Tailored designing of a diploid S. cerevisiae natural isolate for increased production of fatty acid ethyl ester

Abstract

Developing microbial chassis for synthesizing value-added compounds is the most eco-friendly approach to minimize the impacts of overusing fossil fuels and other harsh chemicals. Recent research has focussed on harnessing microbial fatty acid metabolism to generate oleochemicals for use in industries as diverse as fuel production, cosmetics, lubricants and more. Considering the economic viability of generating “green biocatalysts”, we reconfigured the fatty acid biosynthesis pathway in an environmentally robust strain of Saccharomyces cerevisiae MTCC4796 to produce fatty acid ethyl ester (FAEE) with high yield and titer. We applied the push–pull-block strategy wherein a heterologous wax ester synthase (WS2) was initially integrated to establish a FAEE biosynthetic pathway (pull) with additional rewiring including overexpression of PDH-bypass pathway genes for increasing the supply of precursor fatty acyl-CoA (push) and single allele disruption of non-essential genes from competing pathways (block) to maximize the metabolic flux towards FAEE overproduction.

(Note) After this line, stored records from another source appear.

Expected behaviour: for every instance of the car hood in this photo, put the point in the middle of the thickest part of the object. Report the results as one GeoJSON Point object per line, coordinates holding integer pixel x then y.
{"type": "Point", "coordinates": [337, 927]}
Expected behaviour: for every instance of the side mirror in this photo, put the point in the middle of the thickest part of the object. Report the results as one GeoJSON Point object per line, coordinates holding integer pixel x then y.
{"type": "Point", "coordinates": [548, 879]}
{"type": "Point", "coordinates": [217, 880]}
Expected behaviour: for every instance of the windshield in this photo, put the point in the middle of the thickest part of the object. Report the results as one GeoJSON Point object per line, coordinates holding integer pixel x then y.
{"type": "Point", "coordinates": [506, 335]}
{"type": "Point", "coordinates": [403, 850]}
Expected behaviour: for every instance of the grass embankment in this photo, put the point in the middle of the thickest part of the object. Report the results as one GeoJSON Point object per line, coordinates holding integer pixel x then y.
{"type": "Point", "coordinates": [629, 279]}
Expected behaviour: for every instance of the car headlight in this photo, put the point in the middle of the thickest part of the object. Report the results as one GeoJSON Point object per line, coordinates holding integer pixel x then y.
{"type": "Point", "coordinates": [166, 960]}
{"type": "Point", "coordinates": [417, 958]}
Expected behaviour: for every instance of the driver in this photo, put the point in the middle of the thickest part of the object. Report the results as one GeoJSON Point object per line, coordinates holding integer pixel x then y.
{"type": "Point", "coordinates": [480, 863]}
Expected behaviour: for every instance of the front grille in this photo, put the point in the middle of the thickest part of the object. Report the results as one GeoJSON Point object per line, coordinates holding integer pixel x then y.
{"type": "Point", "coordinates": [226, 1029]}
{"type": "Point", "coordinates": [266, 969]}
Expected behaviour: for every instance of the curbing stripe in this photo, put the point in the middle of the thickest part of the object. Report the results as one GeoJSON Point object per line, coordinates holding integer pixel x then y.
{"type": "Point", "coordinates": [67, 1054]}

Our final engineered strain NGYT carrying 11 genetic modifications produced 26 mg/L and 1 g/L of FAEE before and after glucose optimization respectively. This titer was further scaled-up to reach 5 g/L in fed-batch bioreactors, which, to our knowledge, is the highest reported FAEE titer achieved from Saccharomyces cerevisiae with glucose as carbon source. Additionally, the FAEE’s produced by NGYT strain showed a higher percentage of monounsaturated fatty acids, which are ideally suitable for biodiesel applications. Given the global emphasis on the development of cleaner fuels, the findings from this study expedite our progress towards industrial scale-FAEE production as a substitute to conventional diesel.